Die SAD organisiert in Palermo ein Auswahlverfahren zur Anstellung von Busfahrern. Der ASGB reagiert mit Unverständnis – und ein bisschen Schadenfreude.

Der Buskonzessionär SAD hat jüngst einen Aufruf an die Palermitaner getätigt, wonach vom 15. bis 17. April direkt in Palermo Auswahlverfahren zur Anstellung für Busfahrer stattfinden werden. Die SAD würde den Interessierten die benötigten Kurse für die Führerscheine D und CQC finanzieren und den Absolventen die Perspektive bieten, anschließend angestellt zu werden, berichtet Richard Goller, Transportgewerkschafter im ASGB.
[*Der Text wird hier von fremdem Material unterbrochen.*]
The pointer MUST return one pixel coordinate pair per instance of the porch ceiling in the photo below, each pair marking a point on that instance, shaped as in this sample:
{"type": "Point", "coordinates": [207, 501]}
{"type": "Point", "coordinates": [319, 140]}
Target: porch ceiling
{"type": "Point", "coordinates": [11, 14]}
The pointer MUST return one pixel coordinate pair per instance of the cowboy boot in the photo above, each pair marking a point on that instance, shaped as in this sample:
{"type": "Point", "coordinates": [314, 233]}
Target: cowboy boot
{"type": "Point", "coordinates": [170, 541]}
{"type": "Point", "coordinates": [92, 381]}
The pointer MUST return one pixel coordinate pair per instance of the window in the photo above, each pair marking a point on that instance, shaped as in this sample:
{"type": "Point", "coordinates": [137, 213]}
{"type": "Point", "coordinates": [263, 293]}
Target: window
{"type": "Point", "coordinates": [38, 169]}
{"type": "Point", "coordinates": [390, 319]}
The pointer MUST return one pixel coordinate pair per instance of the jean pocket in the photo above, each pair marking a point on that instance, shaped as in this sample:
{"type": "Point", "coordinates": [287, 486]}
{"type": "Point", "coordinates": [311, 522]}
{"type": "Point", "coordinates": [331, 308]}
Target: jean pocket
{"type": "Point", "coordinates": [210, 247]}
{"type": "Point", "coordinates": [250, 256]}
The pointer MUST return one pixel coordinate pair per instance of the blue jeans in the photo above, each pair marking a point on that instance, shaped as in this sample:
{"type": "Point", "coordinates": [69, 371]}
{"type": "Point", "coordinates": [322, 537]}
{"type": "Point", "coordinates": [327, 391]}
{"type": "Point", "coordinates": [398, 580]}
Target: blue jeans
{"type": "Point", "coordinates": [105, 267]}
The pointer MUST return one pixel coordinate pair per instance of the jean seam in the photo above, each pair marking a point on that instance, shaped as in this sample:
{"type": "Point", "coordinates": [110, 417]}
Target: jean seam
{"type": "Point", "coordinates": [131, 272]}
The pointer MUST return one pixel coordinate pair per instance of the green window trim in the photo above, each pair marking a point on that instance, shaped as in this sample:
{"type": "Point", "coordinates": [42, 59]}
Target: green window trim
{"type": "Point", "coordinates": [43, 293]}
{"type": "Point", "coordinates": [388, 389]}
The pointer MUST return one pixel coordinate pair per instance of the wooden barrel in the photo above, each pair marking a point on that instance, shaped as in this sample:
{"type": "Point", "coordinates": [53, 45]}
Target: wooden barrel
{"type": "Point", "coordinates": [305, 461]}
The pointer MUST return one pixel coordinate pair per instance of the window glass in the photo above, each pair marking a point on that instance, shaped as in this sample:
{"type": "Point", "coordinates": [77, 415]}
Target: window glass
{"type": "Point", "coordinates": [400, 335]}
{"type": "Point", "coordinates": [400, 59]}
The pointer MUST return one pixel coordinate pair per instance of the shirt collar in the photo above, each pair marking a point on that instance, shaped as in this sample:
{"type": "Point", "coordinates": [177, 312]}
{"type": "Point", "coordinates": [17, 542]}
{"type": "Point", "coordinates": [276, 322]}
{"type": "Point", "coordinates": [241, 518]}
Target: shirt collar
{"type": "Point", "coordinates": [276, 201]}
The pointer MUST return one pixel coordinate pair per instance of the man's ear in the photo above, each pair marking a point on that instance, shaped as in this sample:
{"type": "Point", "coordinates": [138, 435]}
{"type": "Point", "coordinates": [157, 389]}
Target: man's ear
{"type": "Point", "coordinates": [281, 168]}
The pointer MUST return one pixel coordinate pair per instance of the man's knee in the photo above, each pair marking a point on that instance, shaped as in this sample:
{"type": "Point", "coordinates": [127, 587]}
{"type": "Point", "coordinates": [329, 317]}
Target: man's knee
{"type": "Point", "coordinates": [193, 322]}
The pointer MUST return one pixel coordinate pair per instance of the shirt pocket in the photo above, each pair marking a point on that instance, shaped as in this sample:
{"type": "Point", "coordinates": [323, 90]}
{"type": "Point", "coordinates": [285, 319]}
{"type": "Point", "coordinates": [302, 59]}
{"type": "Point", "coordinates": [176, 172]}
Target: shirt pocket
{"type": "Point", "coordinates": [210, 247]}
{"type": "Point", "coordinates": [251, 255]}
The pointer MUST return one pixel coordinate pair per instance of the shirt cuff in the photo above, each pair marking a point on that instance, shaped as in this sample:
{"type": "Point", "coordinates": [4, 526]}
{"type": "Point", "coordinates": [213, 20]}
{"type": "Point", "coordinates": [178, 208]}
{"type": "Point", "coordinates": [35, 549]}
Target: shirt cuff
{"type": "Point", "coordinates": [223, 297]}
Goller hat kein Verständnis für diesen Schachzug: „Es ist landesweit bekannt, dass einheimische, zweisprachige Busfahrer der SAD scharenweise davonlaufen. Nun soll der Personalmangel durch weiteres ortsfremdes Personal gedeckt werden, anstatt darüber nachzudenken, welche Maßnahmen gesetzt werden könnten, um den Betrieb wieder attraktiv für die Arbeitnehmer zu gestalten.“

Die meisten Betriebe in der Größenordnung der SAD hätten bereits verstanden, dass gute Arbeitsbedingungen und eine leistungsgerechte Entlohnung die Produktivität signifikant erhöhen. „Dies würde auf den Nahverkehr übertragen zufriedene Fahrgäste, Pünktlichkeit, Sicherheit und letztlich auch einen Imageaufschwung bedeuten. Man könnte auch die Altlasten hinter sich lassen und sich mit dem Land auf eine unbelastete Zusammenarbeit einigen. Dies scheint aber nicht das Ziel der Betriebsführung der SAD zu sein, die auf dem besten Weg ist, dem Kapital alle ehemaligen Werte zu opfern“, meint Richard Goller.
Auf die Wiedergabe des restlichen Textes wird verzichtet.